A Cow from Montana

Montana Moo-ves toward more Beef Exports

Japan

A new agreement signed in May between the United States and Japan has lifted restrictions on beef imports, potentially leading to a $200 million annual increase in US exports of the product. Montana in particular—a state with nearly 3 cows per person living there—stands to benefit. The lifting of the restrictions, originally put in place due to concerns over mad cow disease, may help Montana cattle ranchers expand their businesses and grow Montana’s agriculture sector.

This lifting of restrictions was coupled with a decrease in tariffs and US Trade Representative Robert Lighthizer recently announced that he hoped to soon convince Japan to make tariff reductions on wheat imports as well. This would further help Montana’s economy as it gains easier access to a foreign market. In 2017 Montana exported over $106 million worth of goods to Japan, the majority of which were agricultural products.

Aside from the millions of dollars in exports and over 1000 jobs supported by exports to Japan, Montana also has cultural ties with the country. The state recently marked the 35th anniversary with its Japanese sister prefecture, Kumamoto, with a celebration that included many Japanese visitors and a performance by the Missoula children’s theater group. The town of Livingston is also a sister city with Naganohara, Japan.

Mike Mansfield, a former US senator from Montana and later the longest-serving US ambassador to Japan, worked hard to forge bonds between Japan and his home state. It was due to his efforts that the sister-state relationship was established. During his time as ambassador, Mansfield referred to the US-Japan relationship as the most important bilateral relationship in the world.

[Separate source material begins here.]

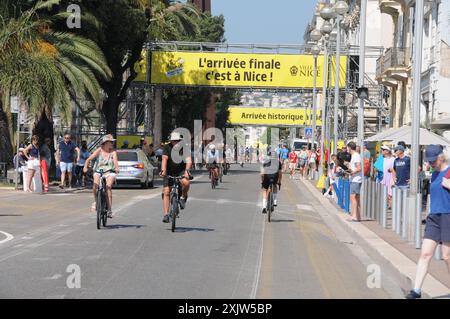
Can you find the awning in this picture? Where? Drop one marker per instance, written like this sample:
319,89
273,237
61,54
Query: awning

After he retired, the Mike Mansfield Fellowship Program for federal employees was established by legislation in the US Congress in his honor. This program gives federal employees the chance to travel to Japan to learn the language and get professional training at a position in the Japanese government. The program has just announced its 24th group of Mansfield fellows. Montanans from politicians like Mansfield to regular farmers and children’s theater group members have kept the ties between Japan and Montana strong.



Mark Witzke is a participant in the East-West Center in Washington’s Young Professionals Program. He is also a graduate student studying international politics at UC San Diego's School of Global Policy and the editor in chief of the school's China Focus blog.